KV Cache as Virtual VRAM for 600B+

For a 600B parameter model, the weights take up roughly 300-350GB. At this parameter count, the “width” of the model is massive. A 128k token context window for a 600B model can generate a KV cache exceeding 500GB. The total memory requirement of weights plus context window is 800-850GB. Even an 8-node H100 cluster (640 GB total VRAM) will hit the “out of memory” wall.

With models of this size (and the ever-larger ones being developed), you are no longer just offloading overflow; you are architecting a system where the majority of your “active” data lives on the storage fabric by necessity.

When models are this large, the KV cache becomes the most volatile and memory-intensive part of the workload. In smaller models, offloading is a luxury. In 600B+ models, layer-wise KV offloading is the future. A large model system can:

Compute Layer 1

Push Layer 1’s KV Cache to Storage

Clear HBM for Layer 2

Pull Layer 1 back when the next token starts

Persistent KV Cache offloading helps bridge the gap between hardware limits and frontier-scale intelligence. By moving the cache to high-performance shared storage, you help enable massive context windows and near-instant prefill recovery that standard HBM and System RAM simply cannot accommodate. In Prefill-decode (PD) disaggregation architectures, this allows the prefill nodes to hand off processed context to decode nodes without traditional network bottlenecks. With the KV state persisted, you eliminate redundant computations and enable global access to the KV cache across a multinode cluster, helping to ensure that even 600B+ parameter models can resume long-context sessions instantly.

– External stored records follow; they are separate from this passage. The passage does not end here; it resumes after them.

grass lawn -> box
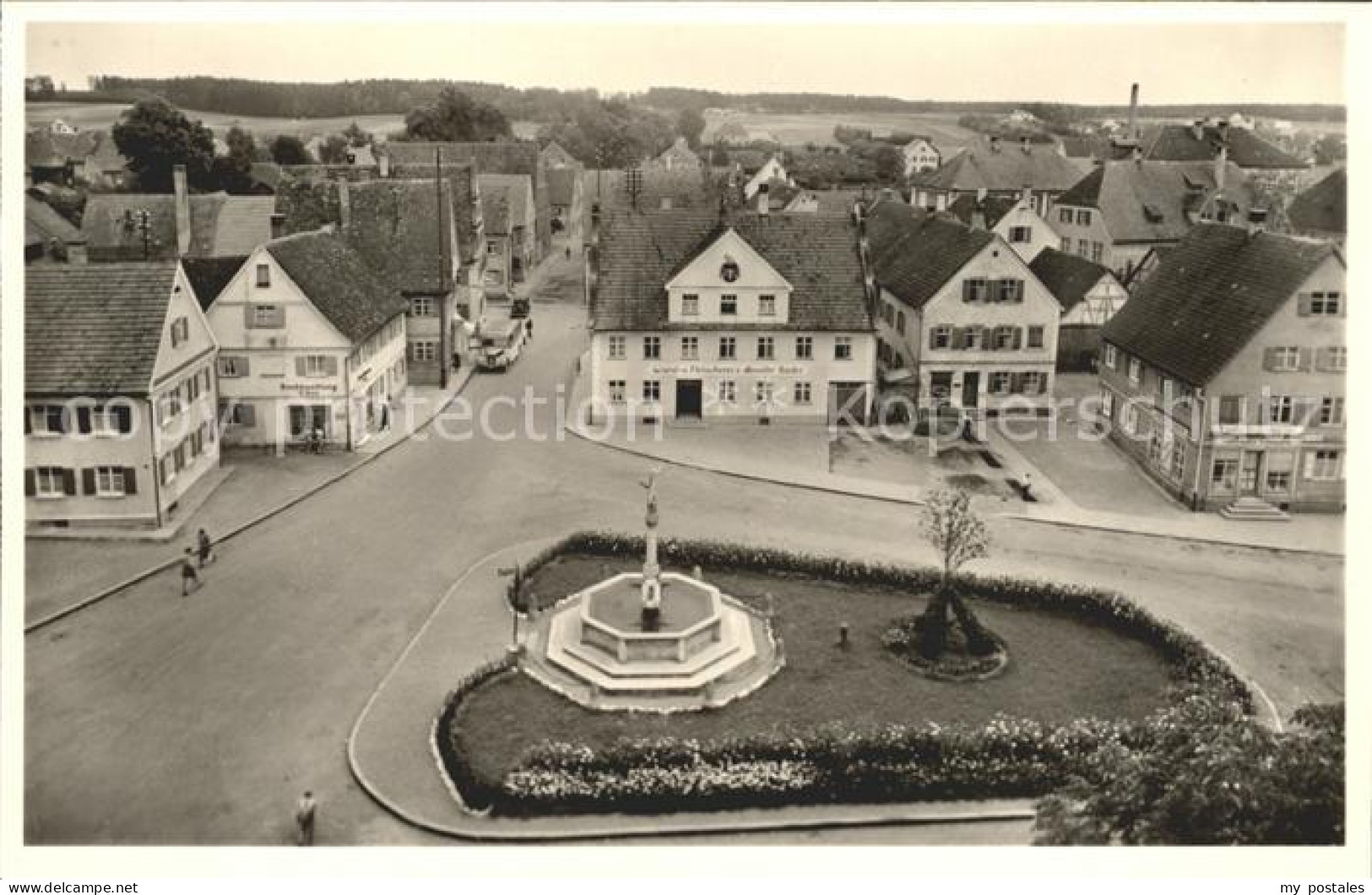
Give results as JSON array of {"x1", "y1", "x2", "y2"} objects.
[{"x1": 457, "y1": 556, "x2": 1172, "y2": 783}]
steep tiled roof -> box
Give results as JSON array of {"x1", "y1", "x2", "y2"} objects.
[
  {"x1": 1142, "y1": 125, "x2": 1309, "y2": 169},
  {"x1": 867, "y1": 202, "x2": 995, "y2": 309},
  {"x1": 913, "y1": 140, "x2": 1088, "y2": 193},
  {"x1": 1029, "y1": 248, "x2": 1114, "y2": 313},
  {"x1": 266, "y1": 232, "x2": 408, "y2": 344},
  {"x1": 1287, "y1": 167, "x2": 1348, "y2": 233},
  {"x1": 476, "y1": 174, "x2": 533, "y2": 227},
  {"x1": 24, "y1": 261, "x2": 177, "y2": 395},
  {"x1": 340, "y1": 180, "x2": 453, "y2": 292},
  {"x1": 591, "y1": 210, "x2": 873, "y2": 332},
  {"x1": 182, "y1": 255, "x2": 248, "y2": 310},
  {"x1": 24, "y1": 195, "x2": 85, "y2": 246},
  {"x1": 1102, "y1": 224, "x2": 1334, "y2": 386},
  {"x1": 948, "y1": 193, "x2": 1019, "y2": 230},
  {"x1": 1056, "y1": 160, "x2": 1257, "y2": 243},
  {"x1": 547, "y1": 167, "x2": 582, "y2": 206},
  {"x1": 81, "y1": 193, "x2": 276, "y2": 261}
]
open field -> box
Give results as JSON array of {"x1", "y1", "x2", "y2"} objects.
[
  {"x1": 24, "y1": 103, "x2": 404, "y2": 140},
  {"x1": 704, "y1": 108, "x2": 975, "y2": 150}
]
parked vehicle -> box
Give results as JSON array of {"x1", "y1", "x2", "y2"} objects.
[{"x1": 474, "y1": 320, "x2": 525, "y2": 373}]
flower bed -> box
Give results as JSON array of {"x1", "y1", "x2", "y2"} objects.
[{"x1": 437, "y1": 533, "x2": 1251, "y2": 816}]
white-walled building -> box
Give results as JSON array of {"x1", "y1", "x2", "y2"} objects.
[
  {"x1": 869, "y1": 202, "x2": 1062, "y2": 416},
  {"x1": 24, "y1": 261, "x2": 220, "y2": 529},
  {"x1": 590, "y1": 209, "x2": 876, "y2": 424},
  {"x1": 209, "y1": 231, "x2": 408, "y2": 450}
]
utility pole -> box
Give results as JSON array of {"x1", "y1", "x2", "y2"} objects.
[{"x1": 434, "y1": 145, "x2": 457, "y2": 388}]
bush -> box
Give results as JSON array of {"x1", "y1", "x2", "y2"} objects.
[{"x1": 437, "y1": 531, "x2": 1256, "y2": 816}]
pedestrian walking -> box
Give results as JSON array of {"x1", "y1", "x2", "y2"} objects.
[
  {"x1": 195, "y1": 529, "x2": 214, "y2": 568},
  {"x1": 295, "y1": 789, "x2": 318, "y2": 845},
  {"x1": 182, "y1": 548, "x2": 200, "y2": 597}
]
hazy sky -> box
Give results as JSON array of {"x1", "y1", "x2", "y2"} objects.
[{"x1": 26, "y1": 4, "x2": 1345, "y2": 103}]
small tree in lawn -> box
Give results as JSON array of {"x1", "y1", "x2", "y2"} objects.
[{"x1": 915, "y1": 490, "x2": 996, "y2": 659}]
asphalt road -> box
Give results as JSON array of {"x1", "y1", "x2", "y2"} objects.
[{"x1": 24, "y1": 266, "x2": 1343, "y2": 844}]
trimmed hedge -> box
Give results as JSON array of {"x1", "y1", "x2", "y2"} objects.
[{"x1": 439, "y1": 533, "x2": 1253, "y2": 816}]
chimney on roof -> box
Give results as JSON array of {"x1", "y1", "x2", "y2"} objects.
[
  {"x1": 338, "y1": 180, "x2": 353, "y2": 231},
  {"x1": 1125, "y1": 84, "x2": 1139, "y2": 140},
  {"x1": 171, "y1": 165, "x2": 191, "y2": 258}
]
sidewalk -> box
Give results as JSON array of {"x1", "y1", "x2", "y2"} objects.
[
  {"x1": 24, "y1": 368, "x2": 472, "y2": 630},
  {"x1": 347, "y1": 540, "x2": 1033, "y2": 844},
  {"x1": 567, "y1": 367, "x2": 1345, "y2": 556}
]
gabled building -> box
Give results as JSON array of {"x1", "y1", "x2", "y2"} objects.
[
  {"x1": 547, "y1": 166, "x2": 586, "y2": 250},
  {"x1": 948, "y1": 189, "x2": 1060, "y2": 263},
  {"x1": 207, "y1": 231, "x2": 409, "y2": 450},
  {"x1": 588, "y1": 209, "x2": 876, "y2": 426},
  {"x1": 867, "y1": 202, "x2": 1062, "y2": 417},
  {"x1": 1100, "y1": 224, "x2": 1348, "y2": 518},
  {"x1": 24, "y1": 195, "x2": 86, "y2": 263},
  {"x1": 24, "y1": 261, "x2": 220, "y2": 529},
  {"x1": 909, "y1": 138, "x2": 1089, "y2": 215},
  {"x1": 376, "y1": 140, "x2": 553, "y2": 258},
  {"x1": 900, "y1": 136, "x2": 942, "y2": 177},
  {"x1": 1049, "y1": 154, "x2": 1258, "y2": 279},
  {"x1": 1287, "y1": 167, "x2": 1348, "y2": 244},
  {"x1": 478, "y1": 174, "x2": 535, "y2": 290},
  {"x1": 1029, "y1": 248, "x2": 1129, "y2": 372},
  {"x1": 81, "y1": 166, "x2": 276, "y2": 261}
]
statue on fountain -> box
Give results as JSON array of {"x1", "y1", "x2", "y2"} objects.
[{"x1": 639, "y1": 467, "x2": 663, "y2": 632}]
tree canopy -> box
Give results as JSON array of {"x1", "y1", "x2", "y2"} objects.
[
  {"x1": 111, "y1": 99, "x2": 214, "y2": 193},
  {"x1": 404, "y1": 86, "x2": 513, "y2": 143}
]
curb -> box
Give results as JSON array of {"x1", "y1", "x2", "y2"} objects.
[
  {"x1": 999, "y1": 513, "x2": 1346, "y2": 560},
  {"x1": 346, "y1": 537, "x2": 1036, "y2": 843},
  {"x1": 24, "y1": 372, "x2": 472, "y2": 636}
]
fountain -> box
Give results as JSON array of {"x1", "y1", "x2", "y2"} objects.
[{"x1": 520, "y1": 468, "x2": 781, "y2": 711}]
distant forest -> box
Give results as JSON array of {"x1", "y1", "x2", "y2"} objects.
[{"x1": 40, "y1": 75, "x2": 1346, "y2": 123}]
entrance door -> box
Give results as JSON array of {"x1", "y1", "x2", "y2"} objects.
[
  {"x1": 1239, "y1": 450, "x2": 1262, "y2": 497},
  {"x1": 676, "y1": 379, "x2": 701, "y2": 420},
  {"x1": 962, "y1": 372, "x2": 981, "y2": 408}
]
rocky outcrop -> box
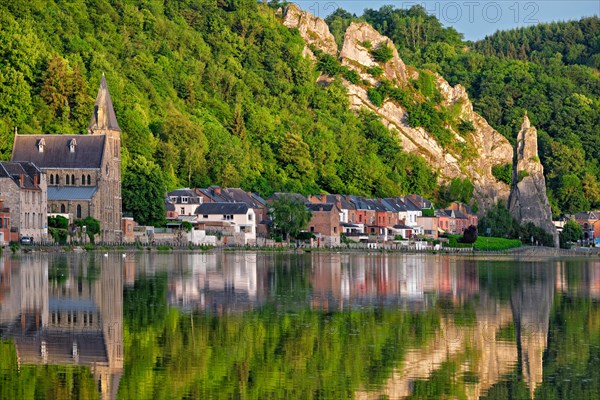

Next Steps for Managed NFS

We are actively working on expanding our Managed NFS offering with Remote Direct Memory Access (RDMA) and GPUDirect capability. These additions should allow us to push the throughput envelope even further and allow KV Cache offloading for your most critical workloads.

Architecting for the Next Generation

In the era of 1.5TiB models, storage throughput can be the ultimate inference model differentiator. By optimizing the kernel, storage, and network fabric, we help ensure your GPUs spend their time computing, not waiting. When your cloud provider handles both the compute and the storage, you skip the integration headaches of stitching them together yourself.

Spaces Object Storage serves as the archive where your “gold master” 600B+ models live. High Performance Managed NFS acts as your high-throughput "holding area,” where models are mounted across dozens of GPU Droplets simultaneously.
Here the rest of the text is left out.